Characterization of Fe₃O₄-NH₂

The SEM, VSM, XRD, and TEM of Fe₃O₄-NH₂ were recorded. The SEM of Fe₃O₄-NH₂ image has been shown in Fig. 1. Based on the results, the SEM image indicated that the size of Fe₃O₄-NH₂ was much smaller than that of naked particles, confirming the coating of 1, 6 hexanediamine [18].

Fig. 1

SEM image of Fe₃O₄ -NH₂

The magnetic hysteresis loops measured at room temperature has been illustrated in Fig. 2. The M–H curves showed that Fe₃O₄ and Fe₃O₄-NH₂ were essentially super-paramagnetic. Fe₃O₄-NH₂ and Fe₃O₄ have a magnetization saturation value of 73.25 and 91.57 emu g⁻¹, respectively. According to Fig. 3, the magnetic Fe₃O₄-NH₂ was dispersed in water. In addition, it could be collected by external magnetic field and be re-dispersed through slight shaking, making the solid and liquid phases separate easily.

Fig. 2

VSM magnetization curves of Fe₃O₄-NH₂ and Fe₃O₄

Fig. 3

Demonstration of magnetic separation at 30 s

The XRD patterns of Fe₃O₄-NH₂ have been shown in Fig. 4. In this study, the crystal structure and phase purity of Fe₃O₄-NH₂ were examined by XRD using a Cu Kd radiation (λ = 0.1541 nm) at 2^θ of 30.1°, 35.5°, 43.1°, 53.4°, 57.0°, and 62.6° corresponding to their indices; i.e., 220, 311, 400, 422, 511, and 440, at 30 kV and 30 mA. The particle size was obtained via XRD analysis through Debye-Sherrer’s formula [23]: D = K λ/β COS θ.

Fig. 4

XRD for Fe₃O₄-NH₂ and Fe₃O₄

Where λ is the wavelength of the X-rays, θ is the diffraction angle, and β is the corrected full width. The result of size distribution demonstrated that the size of the prepared Fe₃O₄-NH₂ was under 90 nm. Additionally, the sharp and strong peaks of the products revealed its appropriate crystallinity. Moreover, the six characteristic peaks of Fe₃O₄ showed that amino-groups did not cause any measureable alter in the phase property of Fe₃O₄ cores. Therefore, the amino-groups were fixed on the surface of Fe₃O₄ cores, making a core-shell structure.
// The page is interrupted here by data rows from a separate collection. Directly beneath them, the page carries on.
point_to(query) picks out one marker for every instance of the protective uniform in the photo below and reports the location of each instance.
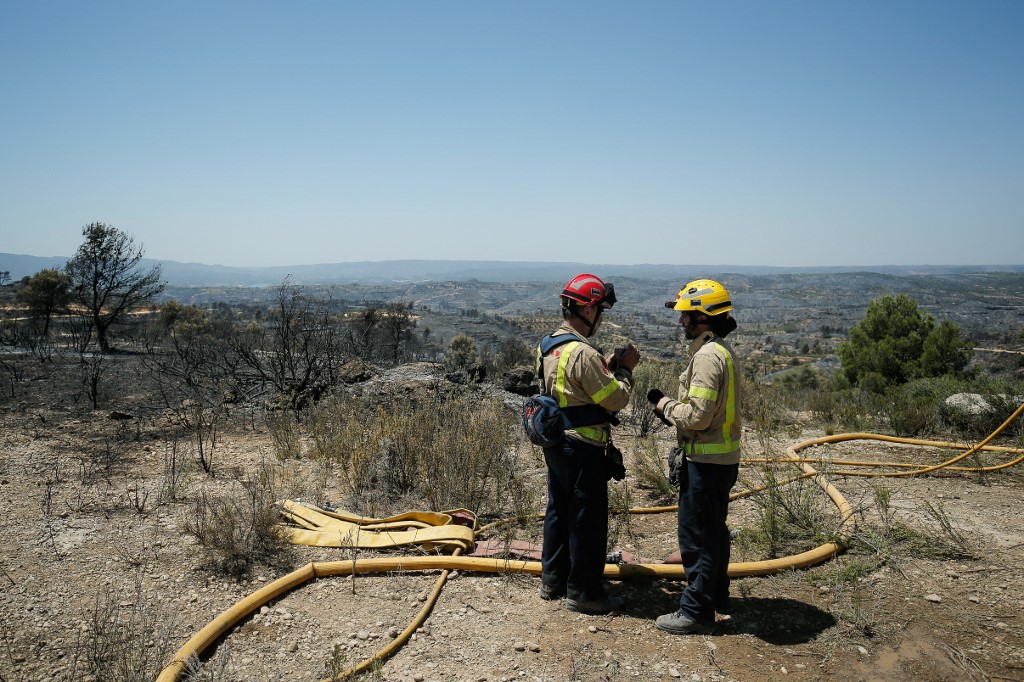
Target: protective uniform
(708, 429)
(576, 524)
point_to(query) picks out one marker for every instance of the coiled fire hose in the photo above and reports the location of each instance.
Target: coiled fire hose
(365, 533)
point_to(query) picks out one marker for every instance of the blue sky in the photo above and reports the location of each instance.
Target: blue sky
(788, 132)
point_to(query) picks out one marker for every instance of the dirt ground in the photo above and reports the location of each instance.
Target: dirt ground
(71, 531)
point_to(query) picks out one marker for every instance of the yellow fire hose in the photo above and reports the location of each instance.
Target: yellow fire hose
(437, 529)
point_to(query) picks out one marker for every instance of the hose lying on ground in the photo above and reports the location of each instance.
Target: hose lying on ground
(438, 529)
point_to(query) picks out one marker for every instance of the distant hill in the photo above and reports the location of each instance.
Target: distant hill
(199, 274)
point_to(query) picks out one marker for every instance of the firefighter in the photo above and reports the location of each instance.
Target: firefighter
(574, 373)
(707, 461)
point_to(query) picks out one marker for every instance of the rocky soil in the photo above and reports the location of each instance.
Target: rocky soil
(75, 535)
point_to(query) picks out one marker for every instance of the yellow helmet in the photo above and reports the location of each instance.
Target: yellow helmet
(706, 296)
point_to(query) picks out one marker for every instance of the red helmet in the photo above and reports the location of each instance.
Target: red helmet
(588, 290)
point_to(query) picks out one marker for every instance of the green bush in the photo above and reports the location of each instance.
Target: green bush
(896, 342)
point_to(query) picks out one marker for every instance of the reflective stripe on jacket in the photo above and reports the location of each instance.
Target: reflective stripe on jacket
(576, 374)
(707, 413)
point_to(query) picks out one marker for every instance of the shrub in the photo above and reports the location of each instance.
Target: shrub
(237, 528)
(126, 639)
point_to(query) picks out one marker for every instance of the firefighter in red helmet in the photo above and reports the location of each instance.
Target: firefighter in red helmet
(590, 388)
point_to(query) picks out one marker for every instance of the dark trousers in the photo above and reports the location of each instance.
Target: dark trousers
(576, 525)
(704, 537)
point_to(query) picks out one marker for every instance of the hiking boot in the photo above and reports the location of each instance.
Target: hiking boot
(680, 624)
(550, 592)
(605, 604)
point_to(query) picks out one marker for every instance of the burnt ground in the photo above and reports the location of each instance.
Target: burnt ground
(73, 529)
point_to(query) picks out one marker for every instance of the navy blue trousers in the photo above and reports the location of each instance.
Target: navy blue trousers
(576, 524)
(704, 537)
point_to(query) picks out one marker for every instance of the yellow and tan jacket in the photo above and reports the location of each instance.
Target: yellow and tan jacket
(707, 413)
(576, 374)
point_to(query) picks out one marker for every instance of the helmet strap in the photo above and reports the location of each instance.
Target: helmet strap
(574, 310)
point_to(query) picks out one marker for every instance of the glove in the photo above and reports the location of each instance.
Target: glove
(655, 397)
(616, 468)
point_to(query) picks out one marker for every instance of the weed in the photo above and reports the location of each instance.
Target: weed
(125, 639)
(173, 479)
(285, 434)
(951, 543)
(649, 472)
(136, 497)
(238, 528)
(621, 521)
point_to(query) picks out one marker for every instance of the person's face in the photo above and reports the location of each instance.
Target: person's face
(594, 315)
(691, 327)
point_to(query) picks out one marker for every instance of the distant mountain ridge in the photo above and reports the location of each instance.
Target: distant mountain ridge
(199, 274)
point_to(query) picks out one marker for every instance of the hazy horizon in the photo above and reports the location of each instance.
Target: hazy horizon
(787, 134)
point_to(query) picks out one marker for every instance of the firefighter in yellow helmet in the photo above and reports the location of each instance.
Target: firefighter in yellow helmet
(707, 461)
(589, 387)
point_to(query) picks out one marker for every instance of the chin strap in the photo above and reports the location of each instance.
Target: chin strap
(590, 325)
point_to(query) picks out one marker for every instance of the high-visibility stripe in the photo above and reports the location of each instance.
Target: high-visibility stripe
(606, 391)
(728, 444)
(558, 390)
(706, 393)
(711, 448)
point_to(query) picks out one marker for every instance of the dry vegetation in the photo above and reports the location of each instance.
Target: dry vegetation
(133, 523)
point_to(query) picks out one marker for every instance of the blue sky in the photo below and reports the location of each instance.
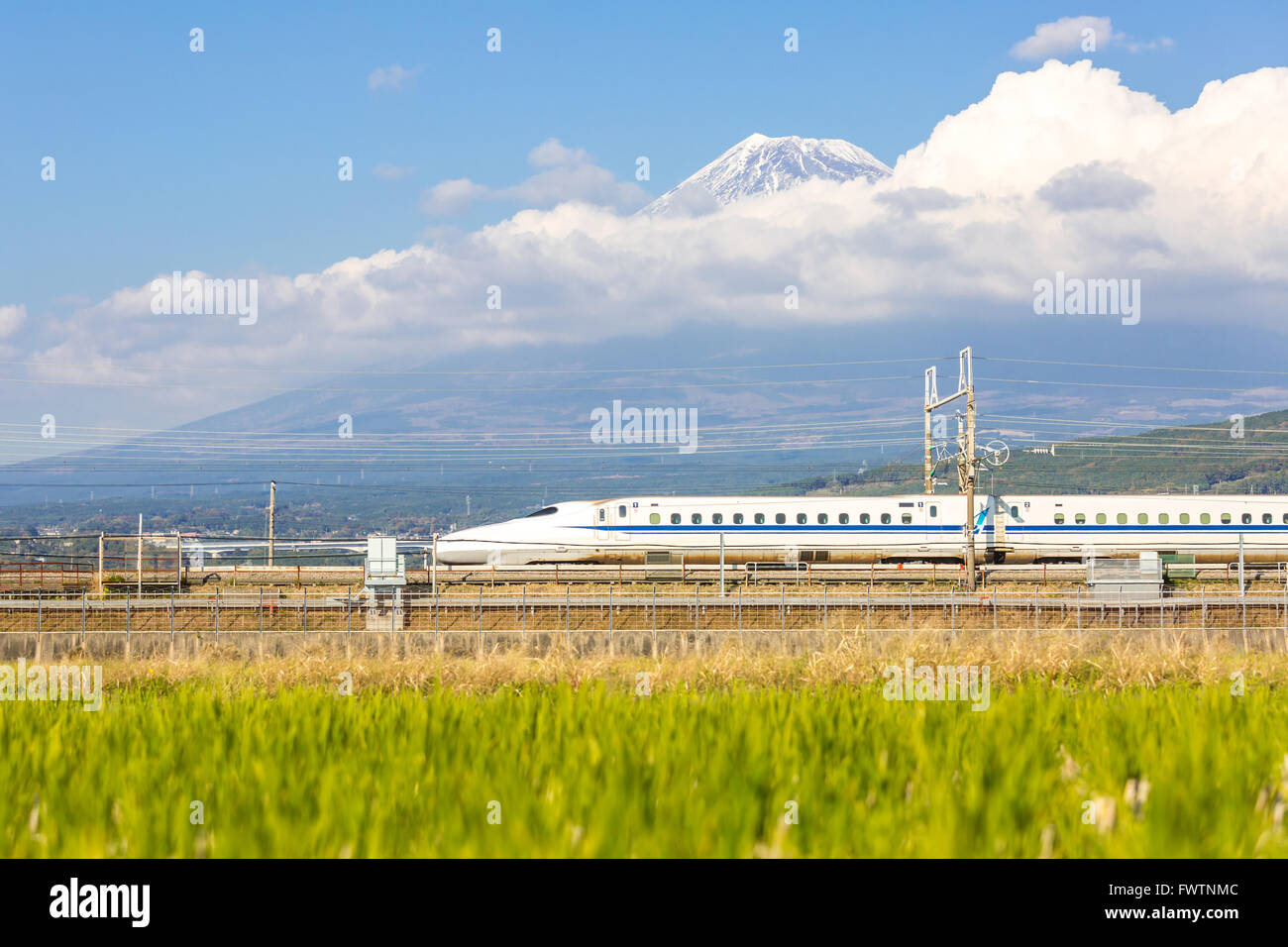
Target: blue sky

In other words, binding and amino-functionalization (NH₂) occurred only on the surface of Fe₃O₄ cores to form a core–shell structure [22].

The TEM image of Fe₃O₄-NH₂ has been shown in Fig. 5. Accordingly, Fe₃O₄-NH₂ particles were multi-dispersed with an average diameter of around 25 nm. It has been reported that magnetic particles of less than 30 nm would show paramagnetism [24].

Fig. 5

TEM image of Fe₃O₄-NH₂

The effect of initial concentration and pH on the adsorption properties and zeta potential analyses

The effect of initial concentration on the adsorption properties was intensively studied for Fe₃O₄-NH₂ by varying C₀ of Cr (VI) and Ni (II) ions at 5, 25, 50, and 100 mg L⁻¹. The results have been presented in Figs. 6 and 7. Under corresponding pH values from 2.0 to 9.0, the adsorption efficiency of Cr (VI) and Ni (II) respectively decreased and increased with increase in the initial Cr (VI) and Ni (II) concentrations. Accordingly, the percentage of uptake of Cr (VI) and Ni (II) ions at the Fe₃O₄-NH₂ concentration of 5 mg L⁻¹ decreased from 98.02 to 36.85 % for Cr (VI) and increased from 46.21 to 93.03 % for Ni (II) with increasing the pH from 2.0 to 9.0. This can be justified by the fact that for a fixed adsorbent dosage, the total available adsorption sites would be relatively settled. Thus, increasing the initial Cr (VI) and Ni (II) concentrations led to a decrease in the adsorption percentage of the adsorbate [25].

Fig. 6

The effect of pH on the adsorption of Ni (II) onto Fe₃O₄-NH₂ at different initial concentrations

Fig. 7

The effect of pH on the adsorption of Cr (VI) onto Fe₃O₄-NH₂ at different initial concentrations

To assess the effect of pH, the study was conducted from pH 2 to 9 for both Cr (VI) and Ni (II) ions. The maximum sorption was perceived at pH = 6 for Ni (II), but at pH = 3 for Cr (VI). The adsorption of Cr (VI) at lower pH levels was also observed in other magnetic materials, such as the mesoporous magnetic ɤ-Fe₂O₃ [26]. pH value affected the adsorption efficiency due to its influence on the amino-groups modified on the surface of Fe₃O₄-NH₂. The plot of pH initial vs. pH final depicted that the pHzpc was 5.8 for Fe₃O₄–NH₂. Hence, at pH >5.8, the surface charge of Fe₃O₄-NH₂ was negative and the electrostatic interactions between the metal ions and the adsorbent enhanced. Considering Ni (II), the interaction between the adsorbents and the Ni (II) ions might be defined by Equations 1–5 [14, 27].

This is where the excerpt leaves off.